In the play, Mitchell compares herself to two other famous stage characters: the prophetess Cassandra and Caesar's wife, Calpurnia . Like them, she did not flinch from speaking the truth to power.
``Telling the truth is an ideal we're all drawn to," director Varon says, ``but it's easy to forget the cost of it. She paid, and paid deeply. She lost everything: her status, the man she loved, her daughter wouldn't speak to her, her son. She really paid for this telling the truth. On the one hand I admire that, on the other it's a cautionary tale."
The cautionary tale is as much national as personal. ``I couldn't help but read this play and think, `My God, if someone could tell the truth now,' " Miller said, referring to the Bush administration and the war in Iraq.
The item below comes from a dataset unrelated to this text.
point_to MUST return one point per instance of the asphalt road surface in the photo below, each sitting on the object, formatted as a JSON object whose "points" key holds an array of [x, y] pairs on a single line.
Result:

``She's really a wonderfully colorful truth-teller. We sometimes think of truth-tellers as being very serious people, on a mission. This woman, it wasn't her mission. She was a player, she loved being a player. She loved the spotlight. The thing is that she loved the truth. Let's put it this way. It was hard for her when she heard the truth to contain it. She couldn't lie. She was one of those people who spoke what she felt -- words went straight from her heart to her mouth. She just told it like it was. And, yes, there was a part of her that really enjoyed the spotlight. She loved the fact she was such a celebrity."
How to square someone being such an idealist and a publicity hound?
Miller paused and assumed the Southern drawl she's perfecting for her performance. ``How can you be charming and irritating, honey chile? But that's Martha."